Mon humour douteux l’emporte contre sa bougonnerie. Ce n’est pas encore un rire, pas vraiment — plutôt un souffle qui en a la forme. Il se redresse un peu, juste assez pour me regarder, pour capter mon regard, se penche, lentement, presque avec précaution, comme si ce baiser-là valait plus que les autres, et il m’embrasse — longuement, tendrement.
- Je t’aiderai à le réchauffer en rentrant, promet-il contre ma bouche.
- Mais j’y compte bien.
Je le regarde traverser la pièce, le dos encore tendu par ce qui n’a pas été dit, et disparaître derrière la porte entrebâillée de sa chambre. Je suis toujours juchée sur le plan de travail de la cuisine, les pieds nus balançant doucement dans le vide, son t-shirt glissant un peu trop bas sur mes épaules. Ma culotte traîne quelque part entre le canapé et ici, abandonnée dans une urgence dont je sens encore les échos courir dans mon ventre. Je saute de mon perchoir, retrouve la dentelle noire, et la remets sans me presser.
Quand il revient, il est déjà à moitié prêt : pantalon noir enfilé, t-shirt à la main, sacoche sur l’épaule, les clés qu’il fait tourner machinalement entre ses doigts. Il me jette un regard, rapide, un peu fuyant - rien ne s’est vraiment apaisé en lui.
- Au fait…, commence-t-il, la voix basse, pas tout à fait stable. Je me disais… Si ça te dit, je pourrais te faire un double.

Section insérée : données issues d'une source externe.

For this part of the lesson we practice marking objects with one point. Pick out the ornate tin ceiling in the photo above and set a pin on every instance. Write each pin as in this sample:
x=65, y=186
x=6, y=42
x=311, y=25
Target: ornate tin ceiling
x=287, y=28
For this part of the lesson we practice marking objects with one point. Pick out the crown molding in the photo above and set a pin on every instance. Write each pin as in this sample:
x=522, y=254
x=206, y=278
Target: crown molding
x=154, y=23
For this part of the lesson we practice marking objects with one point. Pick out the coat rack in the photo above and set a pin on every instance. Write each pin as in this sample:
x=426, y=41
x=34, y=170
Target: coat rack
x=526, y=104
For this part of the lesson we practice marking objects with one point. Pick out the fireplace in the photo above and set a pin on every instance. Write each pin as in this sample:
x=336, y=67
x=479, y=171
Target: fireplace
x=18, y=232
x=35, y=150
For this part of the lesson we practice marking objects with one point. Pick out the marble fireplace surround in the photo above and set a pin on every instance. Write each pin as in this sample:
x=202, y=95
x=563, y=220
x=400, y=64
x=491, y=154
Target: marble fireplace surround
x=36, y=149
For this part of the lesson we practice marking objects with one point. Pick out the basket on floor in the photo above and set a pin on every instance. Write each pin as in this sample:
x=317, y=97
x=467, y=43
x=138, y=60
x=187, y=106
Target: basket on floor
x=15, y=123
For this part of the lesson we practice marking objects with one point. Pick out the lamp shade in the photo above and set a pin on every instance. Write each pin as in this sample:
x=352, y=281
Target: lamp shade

Il montre le trousseau serré dans sa paume puis hausse les épaules, comme pour désamorcer le sérieux de sa suggestion.
- Histoire qu’on arrête de galérer avec les horaires et les échanges entre deux sorties.
Je le regarde, sans répondre tout de suite, parce que je sens que si je parle trop vite, ma voix va trahir ma stupeur. Il aurait pu reculer, se refermer, se cacher derrière ses silences ou ses défenses, voire ne rien dire du tout.
Ce n’est pas grand-chose, au fond - ni une déclaration, ni un geste romantique dans les règles -, juste une phrase, un morceau de métal du quotidien, mais à cet instant précis, dans sa bouche, c’est immense. C’est une preuve fragile mais tangible qu’il me laisse entrer, un peu plus, et surtout, qu’il ne fuit plus.
Alors je m’approche de lui, comme guidée par un fil invisible, me love dans ses bras, contre son torse encore nu. Je me hisse sur la pointe des pieds et dépose un baiser presque chaste sur ses lèvres.
Tu es sûr ? Je ne veux pas te forcer la main. Ça ne me gêne pas que tu m’enfermes. Ni de t’attendre.
- Moi ça me gêne, affirme-t-il en embrassant mon front. Bref, je sais pas encore quand j’aurais le temps de le faire faire. Mais voilà… Je voulais t’en parler avant.
Il recule doucement, comme à regret, comme s’il ne savait plus très bien quoi faire de son corps. Il passe son t-shirt, le tissu sombre glissant sur sa peau encore tiède. Puis, il attrape ses chaussures du bout des doigts, s’accroupit pour les enfiler, et soudain, il est de nouveau Zed-le-barman, Zed-le-mec-qui-ne-laisse-rien-voir, Zed-le-mystère-ambulant.
Lorsqu’il se relève, il vient vers moi, mais ne cherche pas mes lèvres, cette fois. A la place,il prend ma main entre les siennes, chaud contre froid, y dépose un baiser franc - ce signe d’affection, comme un réflexe entre nous, mais qui prend une signification bien différente aujourd’hui.
- Bonne chance avec le lit, badine-t-il, un peu plus lui.
Je lève les yeux au ciel, secoue doucement la tête, mais je souris aussi : il a retrouvé un peu de cette ironie tendre dont il a le secret. En cet instant, il est peut-être Zed-avec-son-masque, mais aussi celui qui me laisse voir derrière.
- A tout à l’heure, ajoute-t-il en me relâchant.
Et puis il disparaît, la porte se referme derrière lui, me laissant avec la chaleur résiduelle de ses lèvres sur la main, et dans le ventre une étrange sensation de vertige et d’ancrage à la fois.